New Tool: GRI Simplifies EU Sustainability Reporting

The Global Reporting Initiative announced today the launch of its new GRI–ESRS Linkage Service, driven by the need to help companies reporting under its disclosure standards keep in line with the European Sustainability Reporting Standards underpinning the new EU Corporate Sustainable Reporting Directive.

GRI Sustainability Reporting Standards are just one of the many globally accepted sets of standards by which corporations report on sustainability issues. The standards were developed to obtain comparability between companies and sectors and to give stakeholders clearer communication about issues related to sustainability. The GRI issued a significant update to the standards in 2021 and has just published new proposed climate change and energy reporting standards, plus a new biodiversity reporting standard. The GRI standards are set and developed by the Global Sustainability Standards Board (GSSB).

The European Sustainability Reporting Standards developed by EFRAG, and officially adopted by the European Commission in 2023, established how and what companies should report regarding sustainability-related impacts, opportunities, and risks under the CSRD. The CSRD, which entered into force at the start of 2024, will extend coverage to over 50,000 companies—up from around 12,000 presently—to report on sustainability disclosures and improve reporting details regarding a company’s impact on the environment, human rights and social standards, and sustainability-related risks.

The new service follows an announcement made last year in which the GRI and EFRAG confirmed that they had achieved a high level of interoperability between the ESRS and the GRI Standards. The organizations then said they would increase their cooperation in sustainability reporting, with areas to extend partnership in, inter alia, the development of reporting standards and training. Part of this cooperation will involve launching a GRI-ESRS Interoperability Index, which is a new tool detailing exactly how the disclosure requirements and data points featured in ESRS relate to those in the GRI standards. This prevents the need for “double reporting” for an entity disclosing under both systems.

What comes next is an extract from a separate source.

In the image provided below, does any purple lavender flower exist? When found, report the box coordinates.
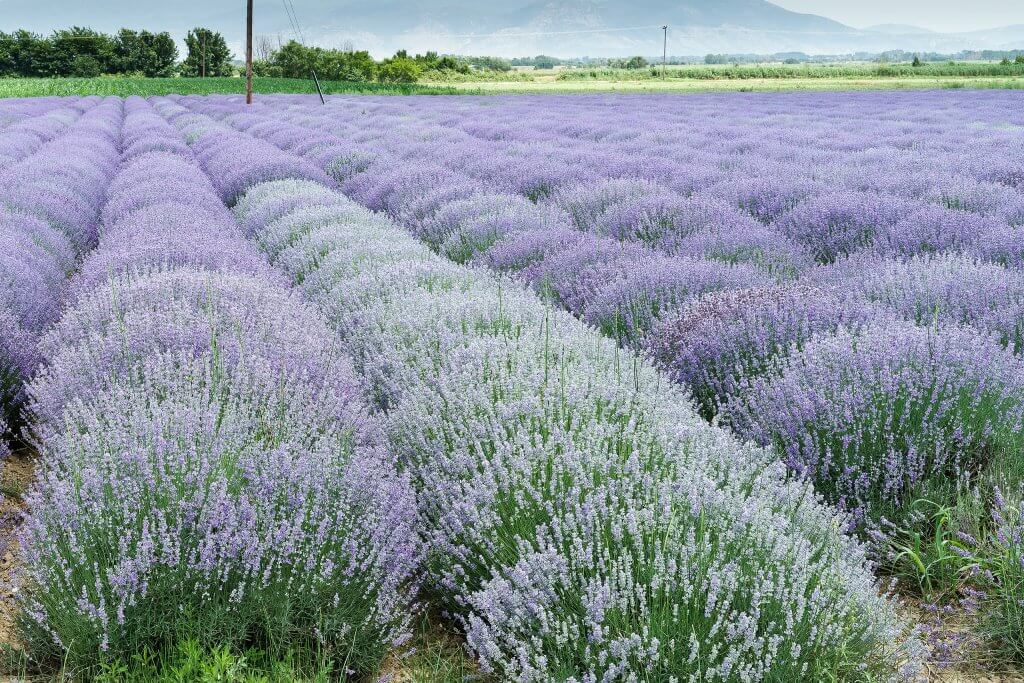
[775,191,920,263]
[722,320,1024,527]
[647,284,879,419]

Under the new service, the GRI will consider a reporting company’s GRI content index and provide feedback on specific GRI–ESRS linkages, including explanation in areas where disclosure does or does not align. The GRI will also provide feedback on ESRS Topical Areas covered by reporting organization material topics disclosures and suggestions on how to structure the ESRS sustainability statement, together with delivering a list of all ESRS data points for which no linkages to GRI standards exist.